Activist energy is in the air in Chicago, with NATO still fresh, and Jeanne Cordova’s appearance at Women and Children First coming up on Friday, June 1. Cordova is a lesbian feminist activist, and founder and former publisher of The Lesbian Tide, a nationally distributed magazine that gave voice to the feminist lesbian population in the 1970s. In the wake of the Stonewall Riots, Cordova identified with and wrote for the fledgling community, helping to unify through information. Cordova will appear in the Andersonville shop to discuss her new memoir, When We Were Outlaws: A Memoir of Love & Revolution, in conversation with her friend Achy Obejas, Chicagoan, writer, and feminist.
The book details Cordova’s experience as an activist, grappling with issues in her personal and political lives simultaneously. Straddling lines of LGBT activism, feminist lesbian activism, and her involvement in the New Left, the story is rich in history and personal connection. The narrative depicts Cordova’s determination to put the movement before issues in her love life.

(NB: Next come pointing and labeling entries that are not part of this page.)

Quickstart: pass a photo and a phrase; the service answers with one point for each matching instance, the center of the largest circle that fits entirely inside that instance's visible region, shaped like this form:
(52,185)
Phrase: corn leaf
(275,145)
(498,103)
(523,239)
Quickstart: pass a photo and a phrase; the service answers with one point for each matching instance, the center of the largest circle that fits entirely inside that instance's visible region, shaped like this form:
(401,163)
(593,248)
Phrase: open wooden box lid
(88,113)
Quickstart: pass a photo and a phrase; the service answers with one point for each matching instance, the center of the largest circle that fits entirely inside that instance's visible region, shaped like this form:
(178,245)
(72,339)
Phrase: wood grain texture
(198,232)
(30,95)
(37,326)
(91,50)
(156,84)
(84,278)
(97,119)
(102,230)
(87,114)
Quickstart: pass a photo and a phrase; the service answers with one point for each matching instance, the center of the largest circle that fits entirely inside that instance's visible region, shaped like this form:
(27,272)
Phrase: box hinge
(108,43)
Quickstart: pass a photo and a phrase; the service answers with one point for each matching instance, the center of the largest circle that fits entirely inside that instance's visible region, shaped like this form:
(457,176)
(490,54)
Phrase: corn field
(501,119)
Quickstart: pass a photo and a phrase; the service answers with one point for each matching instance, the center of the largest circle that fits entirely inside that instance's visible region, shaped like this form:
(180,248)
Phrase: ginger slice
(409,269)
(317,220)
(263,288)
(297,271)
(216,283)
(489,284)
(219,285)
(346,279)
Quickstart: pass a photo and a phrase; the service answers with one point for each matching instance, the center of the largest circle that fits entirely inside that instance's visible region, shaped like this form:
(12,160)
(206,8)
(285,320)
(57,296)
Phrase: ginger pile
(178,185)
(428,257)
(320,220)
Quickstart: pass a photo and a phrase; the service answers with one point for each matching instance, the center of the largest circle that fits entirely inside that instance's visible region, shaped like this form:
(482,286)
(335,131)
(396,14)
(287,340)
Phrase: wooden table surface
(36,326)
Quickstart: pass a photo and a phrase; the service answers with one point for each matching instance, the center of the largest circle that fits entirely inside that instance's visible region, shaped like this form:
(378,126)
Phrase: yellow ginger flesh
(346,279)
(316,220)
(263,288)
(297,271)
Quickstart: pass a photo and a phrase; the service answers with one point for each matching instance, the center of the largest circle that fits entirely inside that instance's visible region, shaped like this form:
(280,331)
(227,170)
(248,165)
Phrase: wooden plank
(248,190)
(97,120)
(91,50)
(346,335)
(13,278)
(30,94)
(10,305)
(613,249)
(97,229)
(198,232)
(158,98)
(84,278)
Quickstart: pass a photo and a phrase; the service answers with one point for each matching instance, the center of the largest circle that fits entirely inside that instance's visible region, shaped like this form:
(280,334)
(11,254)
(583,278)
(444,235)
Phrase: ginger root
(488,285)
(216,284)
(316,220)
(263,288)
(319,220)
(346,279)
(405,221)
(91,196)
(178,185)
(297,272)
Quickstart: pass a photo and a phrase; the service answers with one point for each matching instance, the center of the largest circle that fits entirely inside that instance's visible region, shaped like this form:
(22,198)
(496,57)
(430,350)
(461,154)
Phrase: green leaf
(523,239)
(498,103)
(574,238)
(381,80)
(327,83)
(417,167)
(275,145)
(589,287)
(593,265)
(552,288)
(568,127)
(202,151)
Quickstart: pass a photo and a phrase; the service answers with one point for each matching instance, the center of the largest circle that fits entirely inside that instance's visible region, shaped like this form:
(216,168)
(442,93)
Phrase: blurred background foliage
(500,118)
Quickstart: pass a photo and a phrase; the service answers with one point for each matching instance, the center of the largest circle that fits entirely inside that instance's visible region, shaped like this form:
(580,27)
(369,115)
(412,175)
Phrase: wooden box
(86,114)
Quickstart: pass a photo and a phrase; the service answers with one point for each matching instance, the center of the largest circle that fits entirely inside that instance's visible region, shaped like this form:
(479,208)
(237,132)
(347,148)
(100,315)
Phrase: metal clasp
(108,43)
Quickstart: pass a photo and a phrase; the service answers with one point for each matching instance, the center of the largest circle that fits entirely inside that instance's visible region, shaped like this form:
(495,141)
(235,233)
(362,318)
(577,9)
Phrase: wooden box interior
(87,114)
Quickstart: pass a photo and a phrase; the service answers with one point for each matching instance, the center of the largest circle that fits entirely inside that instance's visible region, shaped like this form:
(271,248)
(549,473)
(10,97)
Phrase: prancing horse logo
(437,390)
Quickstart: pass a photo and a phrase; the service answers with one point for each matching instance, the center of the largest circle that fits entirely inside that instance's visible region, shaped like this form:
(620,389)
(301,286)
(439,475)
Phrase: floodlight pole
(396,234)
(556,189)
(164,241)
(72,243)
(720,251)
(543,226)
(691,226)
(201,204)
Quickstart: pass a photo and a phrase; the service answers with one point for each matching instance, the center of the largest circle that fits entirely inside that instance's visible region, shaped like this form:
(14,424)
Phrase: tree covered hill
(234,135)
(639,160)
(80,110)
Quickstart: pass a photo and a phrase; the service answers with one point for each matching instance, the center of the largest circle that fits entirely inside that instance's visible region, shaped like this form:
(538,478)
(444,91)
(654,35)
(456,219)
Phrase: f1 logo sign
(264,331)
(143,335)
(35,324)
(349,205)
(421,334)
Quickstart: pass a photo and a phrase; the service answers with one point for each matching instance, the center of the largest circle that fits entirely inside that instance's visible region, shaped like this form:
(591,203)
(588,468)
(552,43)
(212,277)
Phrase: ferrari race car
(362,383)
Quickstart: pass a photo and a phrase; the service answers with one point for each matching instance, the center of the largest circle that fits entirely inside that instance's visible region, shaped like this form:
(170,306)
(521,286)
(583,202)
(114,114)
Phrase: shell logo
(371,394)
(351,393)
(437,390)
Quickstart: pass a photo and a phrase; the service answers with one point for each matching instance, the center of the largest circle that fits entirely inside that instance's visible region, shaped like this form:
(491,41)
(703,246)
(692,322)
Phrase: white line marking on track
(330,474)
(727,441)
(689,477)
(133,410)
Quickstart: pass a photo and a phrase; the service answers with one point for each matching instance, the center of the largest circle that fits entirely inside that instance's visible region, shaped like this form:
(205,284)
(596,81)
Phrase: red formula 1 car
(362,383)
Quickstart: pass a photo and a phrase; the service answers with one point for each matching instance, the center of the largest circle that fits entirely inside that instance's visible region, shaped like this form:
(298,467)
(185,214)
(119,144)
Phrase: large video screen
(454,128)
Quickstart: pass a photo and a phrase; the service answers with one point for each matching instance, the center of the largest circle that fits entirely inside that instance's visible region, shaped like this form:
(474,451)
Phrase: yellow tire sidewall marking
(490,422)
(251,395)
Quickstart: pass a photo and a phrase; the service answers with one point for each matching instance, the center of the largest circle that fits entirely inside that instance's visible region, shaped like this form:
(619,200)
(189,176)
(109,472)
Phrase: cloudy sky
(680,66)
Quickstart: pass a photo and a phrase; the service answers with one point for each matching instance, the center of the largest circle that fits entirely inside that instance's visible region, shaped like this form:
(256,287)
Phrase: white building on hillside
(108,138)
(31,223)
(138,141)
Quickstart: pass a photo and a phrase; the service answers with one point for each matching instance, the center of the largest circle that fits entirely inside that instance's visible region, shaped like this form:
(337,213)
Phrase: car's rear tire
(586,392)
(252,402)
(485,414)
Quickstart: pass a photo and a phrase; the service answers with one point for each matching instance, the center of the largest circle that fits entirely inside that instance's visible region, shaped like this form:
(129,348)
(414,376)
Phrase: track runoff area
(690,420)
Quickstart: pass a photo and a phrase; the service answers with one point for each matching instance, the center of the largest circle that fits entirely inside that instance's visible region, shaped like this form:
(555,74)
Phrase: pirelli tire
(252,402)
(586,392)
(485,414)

“The Lesbian Tide was one of the very first news magazines that covered the lesbian and gay movement and represented a perspective that was radical,” said co-owner of Women and Children First Ann Christophersen. “It was just after Stonewall when there was political foment—the movement was still in creation prior to this—and things coalesced around Stonewall. It became a movement.”
Obejas (Ruins, Days of Awe, and much more) is a two-time Lambda Award-winning novelist and Pulitzer Prize-winning journalist whose life, professionally and personally, has paralleled Cordova’s in many ways.
“Achy is very smart, and she’s been deeply involved with these issues herself since the 70s,” Christophersen said. “She’s a brilliant journalist. I think that the conversation between Achy and Jeanne will be very interesting. Having lived through and been a very active participant in the early years of the movement—I’d be interested to engage [Cordova] on her perspectives now with issues that seem to dominate the feminist movement.”
Cordova’s affiliations with groups like The Weather Underground and the New Left make her story uniquely significant. Cordova was also associated with Angela Davis (Women, Race, and Class  and Are Prisons Obsolete? ), a member of the Black Panther Party and a force during the Civil Rights Movement particularly in matters related to the treatment of Black people in prison. Giving voice to these past struggles, still relevant today, through vibrant conversation is crucial to the store’s mission.
“One of the reasons we’re quick to host a program like this is because even recent history is quickly lost unless we make a point of putting it in front of people who didn’t live through it or have immediate contact with it,” Christophersen said. “They’ve lived in the results and have the new version of it, but the radical lesbian feminist movement and gay and lesbian movement have roots, and knowing what those roots are and what it was like is very important.”